2014-05-01 22:04:59 | Weblog

 

 以前、ある組織にいた時に招集された会議に出席しました。

 その会議は、組織内に役職指定の委員長がいてその人の下にチームリーダーが委員として加わるというありがちな組織形態。

 会議の目的は野心的なもので、前任者が力を入れて始めたものだったのですが後任のあたらしい委員長のもとで2年目に入り、ちょっと新味が失せてきた感もありましたが、私自身はその志に共鳴していたので大いに進めて欲しいと思っていた会議で、出席するのも楽しみでした。

 その会議は年に数回回されることになっているのですが、新しい年度の第一回目として招集された時のことでした。

 事務局の担当者から「では委員長から挨拶を」と促された時にその委員長は十数名ほどの参加者の顔ぶれを見回して、何人かが人事異動で替わってはいたものの、「あ?うん、じゃ始めましょう」と挨拶らしい挨拶なしにその場を始めました。

 会議はそれによって議事を進め、事務局からの資料説明と多少の意見交換で30分程で終了しました。

 私は会議の冒頭で、委員長からの挨拶がなかったことにびっくりしたのですが、会議の場では発言を控えて、会議が終わった後に事務局の知人のもとを訪ねました。

「なぜ委員長に挨拶をしてもらわなかったのですか」
「ああなるとは思いませんでした。委員長の考えですから…」

「ちゃんと挨拶をすべきだ、と言ったらどうなんですか」
「それは…言えません…」

 事務局としても思いも寄らないことだったのでしょうが、なんとも情けない対応にがっかりすると同時に怒りがこみ上げてきました。


 その二日後、ちょうど別件でその委員長をした人の部屋で決裁をしてもらう機会がありました。

 決裁内容の説明をした後で、「ちょっとお願いがあります」と切り出しました。
「なあに」

「先日の会議の場で、挨拶をいただかなかったことを残念に思いました。年度の変わり目と言うことで、何人かはこの会議に初めて参加するメンバーもいました。どういう考え方でこの方針を進めて行くのか、と思ったことでしょう。是非次回からは、お考えの一端を聞かせていただいて、参加メンバーを鼓舞して欲しいと思います」

 するとその委員長は「…そうか、そうですね。

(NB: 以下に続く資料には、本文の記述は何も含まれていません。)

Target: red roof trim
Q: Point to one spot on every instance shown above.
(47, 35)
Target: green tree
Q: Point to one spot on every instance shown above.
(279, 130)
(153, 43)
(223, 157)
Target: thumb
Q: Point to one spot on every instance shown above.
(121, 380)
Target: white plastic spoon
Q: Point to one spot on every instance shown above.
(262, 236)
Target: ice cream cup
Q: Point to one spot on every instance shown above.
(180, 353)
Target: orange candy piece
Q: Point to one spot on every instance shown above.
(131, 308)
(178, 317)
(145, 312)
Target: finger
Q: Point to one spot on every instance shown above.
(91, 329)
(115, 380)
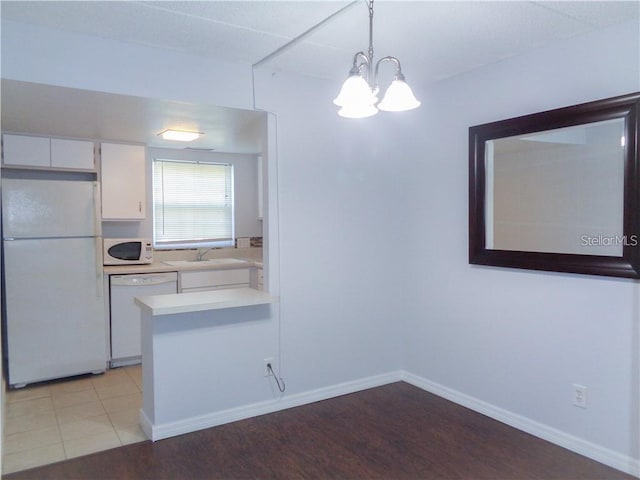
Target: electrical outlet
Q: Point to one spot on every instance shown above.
(579, 395)
(267, 362)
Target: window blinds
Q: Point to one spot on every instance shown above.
(192, 204)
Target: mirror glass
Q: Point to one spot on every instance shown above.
(558, 191)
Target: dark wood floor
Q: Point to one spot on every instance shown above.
(392, 432)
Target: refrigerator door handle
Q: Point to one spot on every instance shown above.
(99, 285)
(98, 236)
(97, 216)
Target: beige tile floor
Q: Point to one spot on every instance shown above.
(51, 422)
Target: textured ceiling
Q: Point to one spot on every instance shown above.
(433, 39)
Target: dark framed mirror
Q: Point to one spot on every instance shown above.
(558, 190)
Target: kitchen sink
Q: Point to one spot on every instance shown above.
(211, 261)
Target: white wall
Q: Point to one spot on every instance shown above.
(338, 199)
(519, 339)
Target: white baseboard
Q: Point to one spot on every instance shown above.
(192, 424)
(595, 452)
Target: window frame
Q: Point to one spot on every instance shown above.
(195, 242)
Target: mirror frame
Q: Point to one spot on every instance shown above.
(626, 107)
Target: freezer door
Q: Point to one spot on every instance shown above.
(55, 309)
(49, 208)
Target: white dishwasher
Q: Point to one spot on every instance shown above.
(126, 346)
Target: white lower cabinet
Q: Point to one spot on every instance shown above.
(203, 280)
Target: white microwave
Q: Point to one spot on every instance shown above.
(127, 251)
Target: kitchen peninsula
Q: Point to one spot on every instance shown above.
(186, 339)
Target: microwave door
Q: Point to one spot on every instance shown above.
(126, 251)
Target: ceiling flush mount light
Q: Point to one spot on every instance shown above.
(358, 96)
(179, 135)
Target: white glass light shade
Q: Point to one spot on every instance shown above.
(398, 98)
(355, 92)
(179, 135)
(357, 111)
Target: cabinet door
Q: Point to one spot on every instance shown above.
(123, 181)
(75, 154)
(26, 151)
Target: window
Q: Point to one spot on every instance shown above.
(192, 204)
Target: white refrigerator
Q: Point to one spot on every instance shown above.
(55, 312)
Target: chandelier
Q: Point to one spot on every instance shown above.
(358, 97)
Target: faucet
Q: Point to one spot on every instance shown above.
(201, 254)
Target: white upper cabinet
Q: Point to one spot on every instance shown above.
(76, 154)
(47, 153)
(123, 181)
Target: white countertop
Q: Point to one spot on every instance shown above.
(201, 301)
(160, 267)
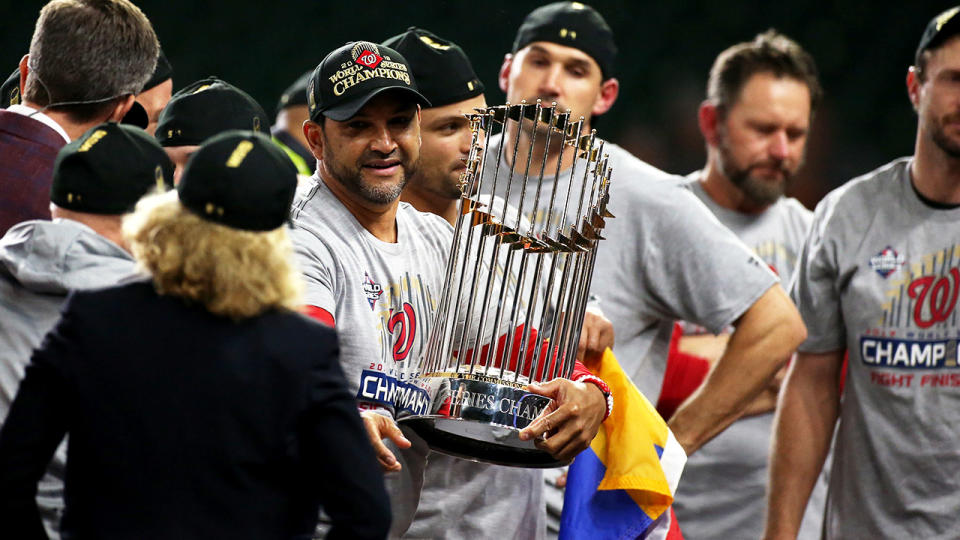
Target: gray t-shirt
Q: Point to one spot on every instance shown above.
(878, 276)
(383, 297)
(666, 257)
(734, 463)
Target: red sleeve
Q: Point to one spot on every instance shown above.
(684, 373)
(319, 314)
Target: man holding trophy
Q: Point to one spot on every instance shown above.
(374, 267)
(667, 258)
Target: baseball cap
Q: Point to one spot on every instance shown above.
(10, 90)
(444, 73)
(239, 179)
(941, 27)
(206, 108)
(108, 169)
(352, 75)
(162, 72)
(572, 24)
(296, 93)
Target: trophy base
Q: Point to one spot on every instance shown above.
(481, 421)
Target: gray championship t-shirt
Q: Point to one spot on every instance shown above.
(879, 276)
(666, 257)
(734, 463)
(383, 297)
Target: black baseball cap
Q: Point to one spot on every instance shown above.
(296, 93)
(352, 75)
(206, 108)
(444, 73)
(162, 72)
(240, 179)
(941, 27)
(572, 24)
(136, 116)
(108, 169)
(10, 90)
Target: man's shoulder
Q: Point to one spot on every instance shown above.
(318, 211)
(625, 163)
(431, 223)
(867, 189)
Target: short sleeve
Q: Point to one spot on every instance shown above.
(814, 288)
(317, 265)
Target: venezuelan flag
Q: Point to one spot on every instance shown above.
(625, 480)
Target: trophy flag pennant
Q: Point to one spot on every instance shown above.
(626, 479)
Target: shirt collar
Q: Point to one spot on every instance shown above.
(40, 117)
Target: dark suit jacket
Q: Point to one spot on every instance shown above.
(187, 425)
(28, 149)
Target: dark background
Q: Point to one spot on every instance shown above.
(862, 48)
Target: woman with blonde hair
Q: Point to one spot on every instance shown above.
(199, 404)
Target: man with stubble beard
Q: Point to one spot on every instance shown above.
(878, 277)
(761, 95)
(374, 267)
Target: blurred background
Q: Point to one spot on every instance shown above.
(862, 49)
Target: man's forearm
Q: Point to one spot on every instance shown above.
(764, 339)
(803, 427)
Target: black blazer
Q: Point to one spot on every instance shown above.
(187, 425)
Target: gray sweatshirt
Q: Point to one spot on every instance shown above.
(40, 262)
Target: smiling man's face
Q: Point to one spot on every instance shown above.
(374, 153)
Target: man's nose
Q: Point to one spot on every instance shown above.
(383, 142)
(779, 145)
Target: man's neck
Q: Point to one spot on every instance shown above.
(936, 175)
(107, 226)
(379, 220)
(424, 201)
(73, 129)
(727, 195)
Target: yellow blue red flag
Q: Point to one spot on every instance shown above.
(626, 479)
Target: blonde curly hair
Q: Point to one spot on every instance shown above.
(232, 272)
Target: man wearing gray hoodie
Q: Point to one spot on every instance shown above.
(96, 179)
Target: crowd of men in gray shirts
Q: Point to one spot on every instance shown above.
(802, 359)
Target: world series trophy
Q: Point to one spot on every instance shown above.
(517, 283)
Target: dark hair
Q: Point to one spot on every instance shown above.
(89, 51)
(769, 52)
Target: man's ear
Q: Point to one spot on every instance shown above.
(913, 87)
(504, 77)
(121, 108)
(708, 117)
(609, 90)
(312, 132)
(24, 69)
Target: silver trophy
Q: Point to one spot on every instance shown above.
(517, 282)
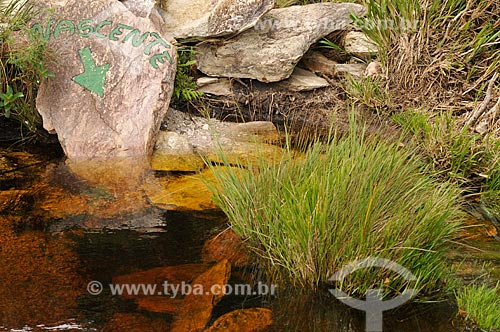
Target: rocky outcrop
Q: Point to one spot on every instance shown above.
(358, 44)
(212, 18)
(270, 50)
(303, 80)
(113, 78)
(189, 139)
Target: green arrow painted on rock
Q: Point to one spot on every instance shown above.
(93, 76)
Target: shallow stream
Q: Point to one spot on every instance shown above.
(58, 234)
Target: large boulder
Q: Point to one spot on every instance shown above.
(212, 18)
(270, 50)
(113, 79)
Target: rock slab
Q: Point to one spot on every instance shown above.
(212, 18)
(113, 79)
(270, 50)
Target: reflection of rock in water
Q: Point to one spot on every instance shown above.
(39, 282)
(98, 195)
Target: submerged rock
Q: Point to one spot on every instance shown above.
(185, 193)
(113, 78)
(197, 308)
(227, 245)
(270, 50)
(243, 320)
(212, 18)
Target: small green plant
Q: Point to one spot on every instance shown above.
(185, 89)
(22, 56)
(481, 305)
(8, 100)
(349, 199)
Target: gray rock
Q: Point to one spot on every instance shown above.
(241, 143)
(374, 68)
(212, 18)
(303, 80)
(319, 64)
(114, 74)
(202, 81)
(222, 87)
(270, 50)
(358, 44)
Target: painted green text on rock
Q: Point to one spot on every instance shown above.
(93, 76)
(115, 32)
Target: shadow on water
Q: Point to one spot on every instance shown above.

すみませんでした」と素直に言ってくれました。

 (また嫌われるなあ)と内心はドキドキだったのですが、一応こちらの思いは伝わったようです。

 しかし結果的に私が疎まれることになろうと、誰かが言っておいた方が良いことを言えない雰囲気や関係性は組織にとっては改善の余地のある事項のはず。

 あまり気の進まない会議だとしても、そこにリーダーの意思をはっきりと示すことが出来なければ参加者のモチベーションは下がりこそすれ上がることはないでしょう。

 皆リーダーの顔色とこのことに掛ける意欲の程を見極めているのであって、役職指定の委員長とはいえ、リーダーとはその瞬間にどう振る舞うべきかを求められる立場なのです。

 
 言葉によって感謝したり褒めたり、そして不足を指摘し、進むべき方向を示して気持ちを一つにする。

 その出来事で、改めてリーダーというのは大変だと強く思いました。

 ちょっと昔の思い出ですが、リーダー論の一端としてご紹介します。